E abbraccio i sussurri

le sillabe scordate

e infrango cattedrali..

.. e temo di distruggere l’obelisco dei sogni.

 

Ma strillano

sempre strillano i cuori in amore.

Strillano e battono ai portoni

picchiano alle campane

scrostano vecchie vernici

squarciano il gelo assorto della fine.

 

Ora il frastuono della strada

sveglia ombre lunghe

mentre i vessilli ai venti degli imperi

restano le armi maestre:

leitmotiv esatto per un mondo assurdo

diviso in sezioni

reso inerte dalla voglia di possesso

malato di energia

inaridito dalla fretta

corrotto dal camaleontismo di comodo.

 

Raduno cesti di rose

e biancospini e primule e frascume

prima che si perdano

in necessità tecnologiche che ne falcino la presenza

e mi affaccio al davanzale del cosmo

sperando che nelle sale dei bottoni

esista un uomo che medita

(uno soltanto basta

che non affondi nelle battute dei potenti

aspettando il via).

 

Guardo.

Sento un pianto

che vortica tra le marionette riposte

tra i radi virgulti

e s’attorciglia sbrindellato alla guazza

per il riso disperso

di quando in essa vi sostava il richiamo dei mattini

per il verso d’amore sempre più in stallo

che non giunge.

 

Converge alla mia casa di cicala

il vento del nord come una vela alzata

sulle parole sprecate a grano a grano

il tempo perso.

 

Guardo!

 Franca Alaimo - 05/12/2015 23:28:00 [ leggi altri commenti di Franca Alaimo » ]

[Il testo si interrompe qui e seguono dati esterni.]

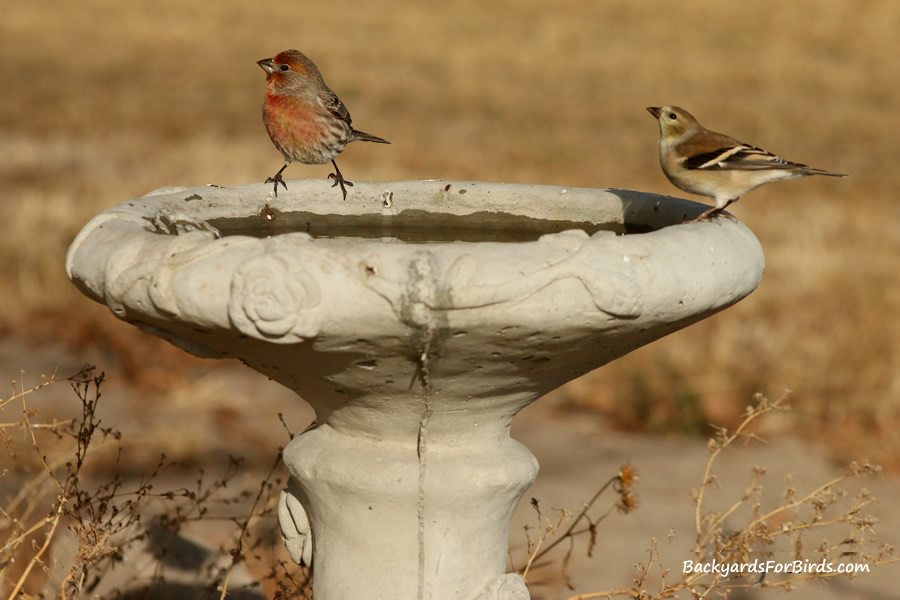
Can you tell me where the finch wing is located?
[323,88,352,125]
[683,144,806,171]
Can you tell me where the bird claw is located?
[263,171,287,198]
[328,171,353,200]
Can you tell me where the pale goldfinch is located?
[647,106,846,221]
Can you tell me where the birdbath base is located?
[66,181,764,600]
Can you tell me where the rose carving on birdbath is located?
[66,181,764,600]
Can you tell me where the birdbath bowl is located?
[66,181,764,600]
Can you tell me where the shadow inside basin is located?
[208,210,654,243]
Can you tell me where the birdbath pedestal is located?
[66,181,764,600]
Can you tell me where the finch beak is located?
[256,58,278,75]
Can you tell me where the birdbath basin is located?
[66,181,764,600]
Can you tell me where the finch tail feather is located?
[803,167,847,177]
[350,129,390,144]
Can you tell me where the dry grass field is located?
[0,0,900,596]
[0,0,900,466]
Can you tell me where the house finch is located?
[256,50,390,200]
[647,106,846,221]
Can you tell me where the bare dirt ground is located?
[0,339,900,600]
[0,0,900,600]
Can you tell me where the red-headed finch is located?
[256,50,390,200]
[647,106,846,221]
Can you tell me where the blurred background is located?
[0,0,900,596]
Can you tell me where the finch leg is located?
[263,163,291,198]
[328,160,353,200]
[685,198,737,223]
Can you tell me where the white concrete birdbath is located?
[66,180,764,600]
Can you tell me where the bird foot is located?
[328,168,353,200]
[263,169,287,198]
[682,207,737,223]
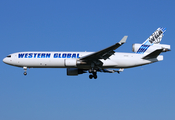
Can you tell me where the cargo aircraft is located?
[3,28,170,79]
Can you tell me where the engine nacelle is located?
[64,59,77,67]
[67,68,86,76]
[132,44,170,53]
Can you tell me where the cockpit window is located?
[7,55,11,57]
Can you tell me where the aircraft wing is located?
[142,49,163,59]
[80,36,128,61]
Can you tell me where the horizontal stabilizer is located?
[142,49,163,59]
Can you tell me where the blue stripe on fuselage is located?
[18,53,80,58]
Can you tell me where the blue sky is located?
[0,0,175,120]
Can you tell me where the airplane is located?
[3,27,170,79]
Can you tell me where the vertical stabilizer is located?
[137,27,166,54]
[143,27,166,45]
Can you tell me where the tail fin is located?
[143,27,166,45]
[137,27,166,54]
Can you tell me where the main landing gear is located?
[23,67,27,75]
[89,70,97,79]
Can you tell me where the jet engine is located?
[67,68,86,76]
[132,44,170,53]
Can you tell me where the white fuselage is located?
[3,51,163,69]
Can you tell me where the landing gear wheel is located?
[24,72,27,75]
[89,75,93,79]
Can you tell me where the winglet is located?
[119,36,128,44]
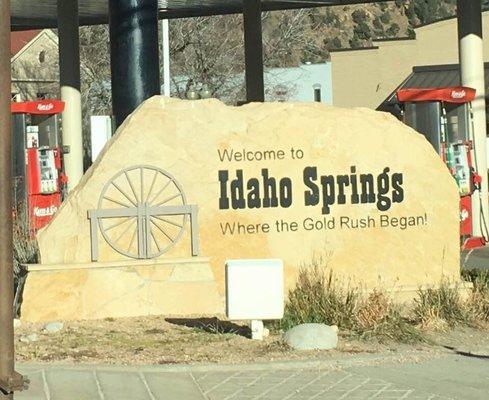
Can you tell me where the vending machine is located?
[397,87,487,250]
[11,100,67,234]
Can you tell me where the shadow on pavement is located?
[165,317,251,338]
[443,346,489,360]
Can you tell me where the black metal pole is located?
[0,0,21,399]
[109,0,161,126]
[457,0,489,237]
[57,0,80,90]
[457,0,482,40]
[243,0,265,102]
[57,0,83,190]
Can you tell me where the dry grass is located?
[281,262,358,330]
[464,270,489,324]
[413,281,472,329]
[280,262,423,343]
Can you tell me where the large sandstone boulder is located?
[28,97,459,320]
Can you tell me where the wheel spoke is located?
[103,196,131,208]
[124,171,139,203]
[146,170,158,205]
[155,192,182,207]
[151,220,174,243]
[104,218,131,232]
[112,182,137,207]
[149,226,161,252]
[151,215,183,228]
[126,223,138,253]
[114,218,136,243]
[139,167,144,203]
[149,179,173,204]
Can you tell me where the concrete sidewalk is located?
[15,352,489,400]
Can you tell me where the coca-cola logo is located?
[34,205,58,218]
[452,90,466,99]
[37,103,54,111]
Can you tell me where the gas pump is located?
[397,87,487,250]
[11,100,67,233]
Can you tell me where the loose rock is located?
[19,333,39,343]
[283,324,338,350]
[44,321,64,333]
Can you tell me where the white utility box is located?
[226,259,284,320]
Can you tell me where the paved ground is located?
[15,351,489,400]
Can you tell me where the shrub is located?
[281,262,358,329]
[13,205,39,316]
[355,290,424,343]
[280,262,423,342]
[463,270,489,323]
[413,281,471,327]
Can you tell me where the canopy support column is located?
[58,0,83,190]
[0,0,24,399]
[243,0,265,102]
[109,0,161,126]
[457,0,489,241]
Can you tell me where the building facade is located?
[331,12,489,109]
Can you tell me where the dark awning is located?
[377,63,489,115]
[11,0,387,30]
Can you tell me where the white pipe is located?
[459,34,489,236]
[161,19,170,97]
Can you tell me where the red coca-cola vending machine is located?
[11,100,67,233]
[397,86,487,250]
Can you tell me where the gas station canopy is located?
[11,0,384,30]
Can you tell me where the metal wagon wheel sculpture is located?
[98,165,188,258]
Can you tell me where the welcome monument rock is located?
[22,97,460,321]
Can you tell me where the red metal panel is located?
[397,86,475,104]
[10,100,65,115]
[460,196,472,236]
[26,148,41,197]
[29,193,61,231]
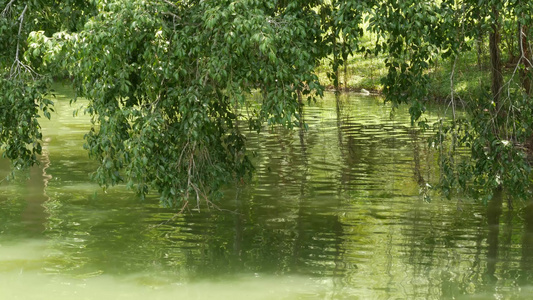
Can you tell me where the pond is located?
[0,87,533,300]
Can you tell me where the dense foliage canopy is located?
[0,0,533,205]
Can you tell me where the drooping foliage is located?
[0,0,533,206]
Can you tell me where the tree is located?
[15,0,324,207]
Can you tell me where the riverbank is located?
[316,44,492,101]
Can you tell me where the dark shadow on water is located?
[21,149,52,236]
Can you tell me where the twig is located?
[0,0,15,17]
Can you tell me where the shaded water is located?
[0,85,533,299]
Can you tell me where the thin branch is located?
[0,0,15,17]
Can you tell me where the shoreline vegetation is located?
[315,37,492,103]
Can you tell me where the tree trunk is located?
[489,7,503,103]
[518,23,532,95]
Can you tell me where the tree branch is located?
[0,0,15,17]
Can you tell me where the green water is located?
[0,88,533,300]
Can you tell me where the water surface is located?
[0,87,533,299]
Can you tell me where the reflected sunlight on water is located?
[0,89,533,299]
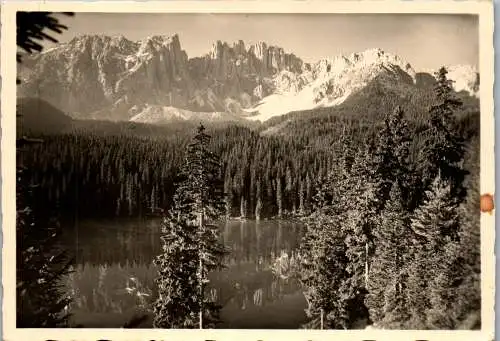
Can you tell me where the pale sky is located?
[45,13,479,71]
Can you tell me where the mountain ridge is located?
[19,34,479,123]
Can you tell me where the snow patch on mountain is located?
[422,64,480,98]
[244,49,416,121]
[130,104,241,124]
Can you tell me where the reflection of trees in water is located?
[66,264,156,313]
[64,221,301,313]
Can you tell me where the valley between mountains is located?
[18,35,479,124]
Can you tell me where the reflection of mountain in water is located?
[62,221,305,328]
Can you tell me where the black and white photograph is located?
[2,2,494,340]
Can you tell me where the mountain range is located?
[18,35,479,124]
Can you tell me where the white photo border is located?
[0,0,495,341]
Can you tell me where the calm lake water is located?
[60,220,307,329]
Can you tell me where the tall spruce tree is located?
[16,167,72,328]
[154,125,225,328]
[420,67,467,202]
[16,12,73,328]
[367,182,411,329]
[408,177,459,329]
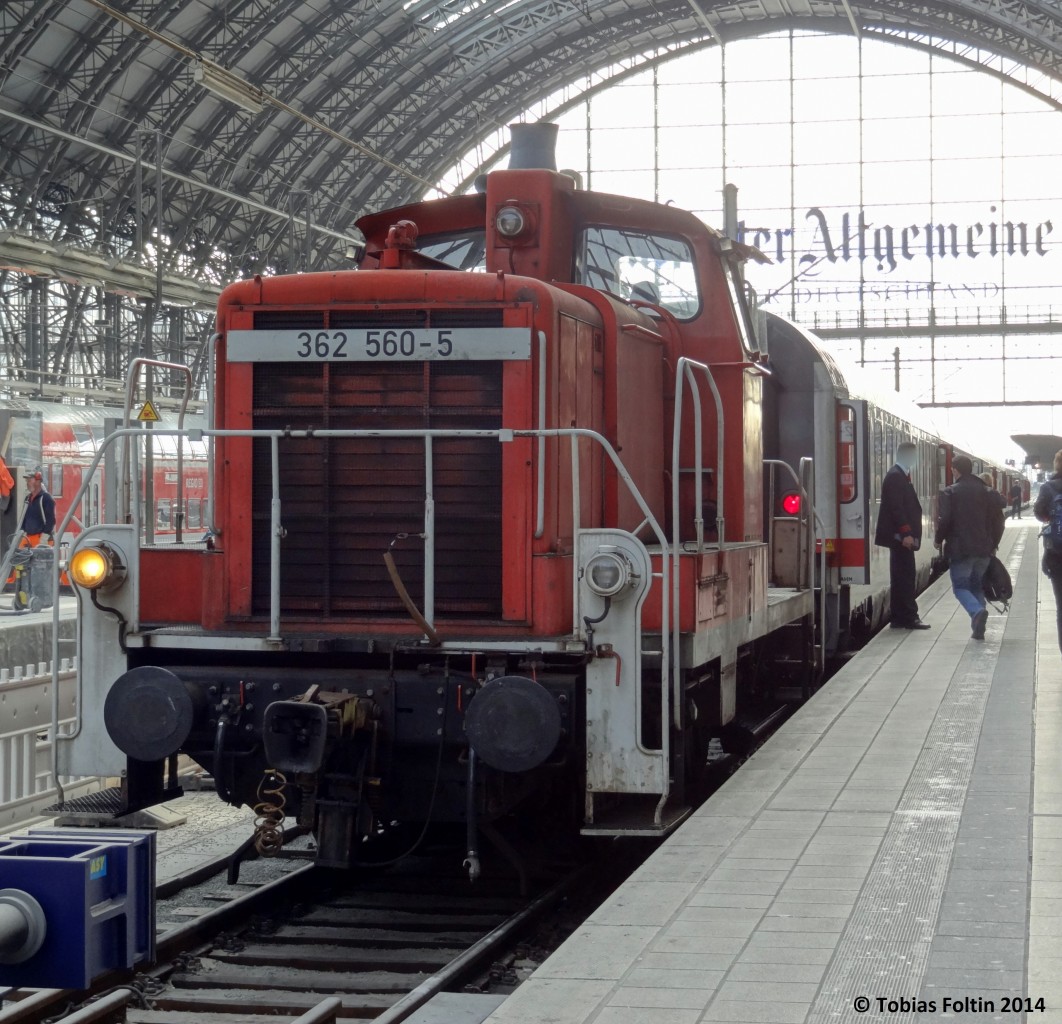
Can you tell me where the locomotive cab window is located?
[416,227,486,273]
[576,227,701,320]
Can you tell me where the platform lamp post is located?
[288,189,313,274]
[134,129,162,544]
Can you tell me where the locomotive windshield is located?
[416,227,701,320]
[576,227,701,320]
[416,227,486,267]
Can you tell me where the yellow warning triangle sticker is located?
[137,402,162,423]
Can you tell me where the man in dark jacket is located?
[933,455,1004,639]
[874,441,929,629]
[1032,449,1062,650]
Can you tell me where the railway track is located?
[0,841,586,1024]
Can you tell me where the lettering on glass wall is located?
[737,206,1054,275]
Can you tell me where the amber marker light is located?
[67,544,125,591]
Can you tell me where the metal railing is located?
[0,659,102,829]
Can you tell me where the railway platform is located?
[487,519,1062,1024]
[0,593,78,680]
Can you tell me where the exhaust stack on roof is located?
[509,121,560,171]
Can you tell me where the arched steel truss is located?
[0,0,1062,391]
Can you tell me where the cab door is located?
[834,398,872,584]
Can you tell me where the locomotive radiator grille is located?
[253,310,503,618]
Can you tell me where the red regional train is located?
[57,125,1019,875]
[0,398,207,551]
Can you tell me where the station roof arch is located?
[0,0,1062,297]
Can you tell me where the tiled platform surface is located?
[489,519,1062,1024]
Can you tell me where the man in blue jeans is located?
[933,455,1004,639]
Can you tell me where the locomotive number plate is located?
[225,327,531,362]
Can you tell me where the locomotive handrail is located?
[764,456,826,675]
[121,356,195,544]
[671,356,726,556]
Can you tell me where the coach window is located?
[870,416,888,501]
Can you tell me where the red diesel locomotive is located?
[57,125,1011,873]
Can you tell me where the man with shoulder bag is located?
[1032,449,1062,650]
[933,455,1004,639]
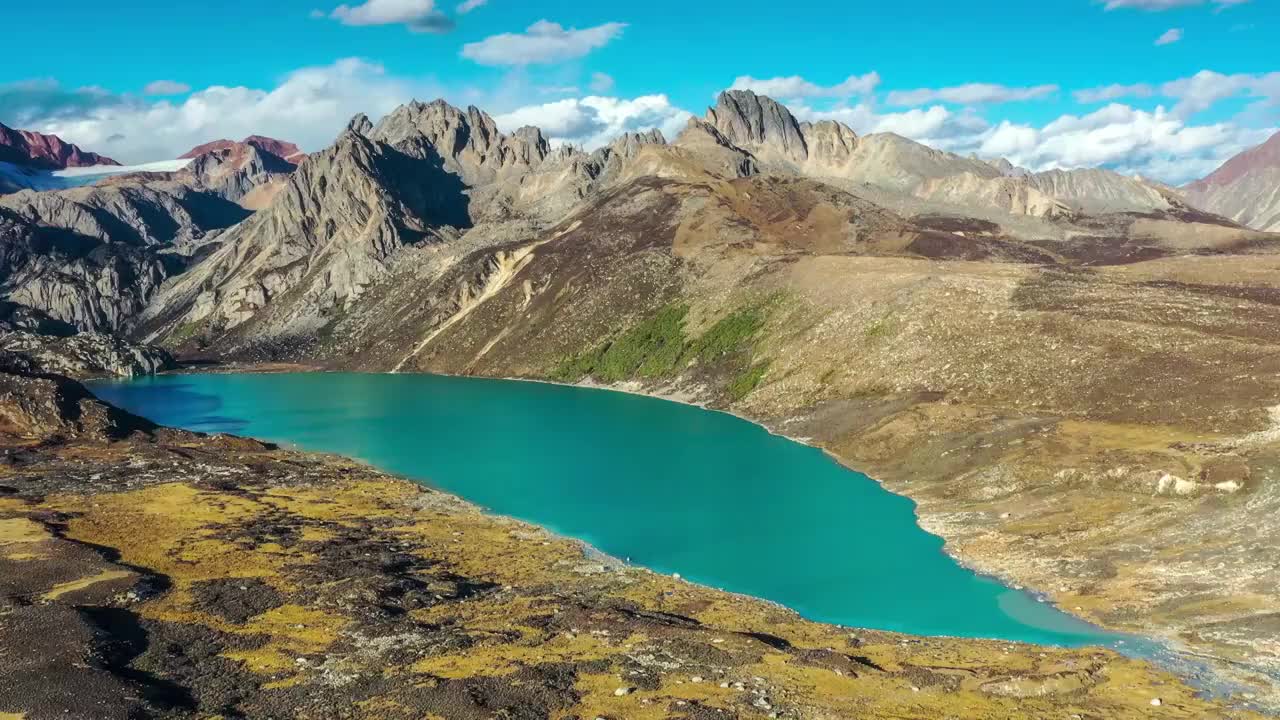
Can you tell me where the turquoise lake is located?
[92,373,1117,646]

Intanto porgo, a nome della redazione e di tutti i lettori, il benvenuto ad una poeta siciliana sensibilissima e "impegnata". E adesso passo all’analisi di questo testo in cui i fiori, come diceva una canzone famosa nel periodo della contestazione studentesca, vengono opposti alle armi distruttive.
I fiori sembrano cose da poco per essere scelti come strumenti di rivolta al mondo invischiato nella violenza e nella cecità del potere (basterebbe - dice Mariolina- solo un politico "visionario", capace di sottrarsi alla logica comune, per cambiare le sorti del mondo), eppure la loro grazia, la loro bellezza, che forse ancora pochi sanno salvaguardare - così come fa la poeta che riempie un cesto di fragili corolle- sono considerate le armi più adatte a sconfiggere la barbarie. Si ritorna, insomma, al concetto classico della bellezza come bontà, all’utopia di Dostojevskij, che affermava che la bellezza salverà il mondo.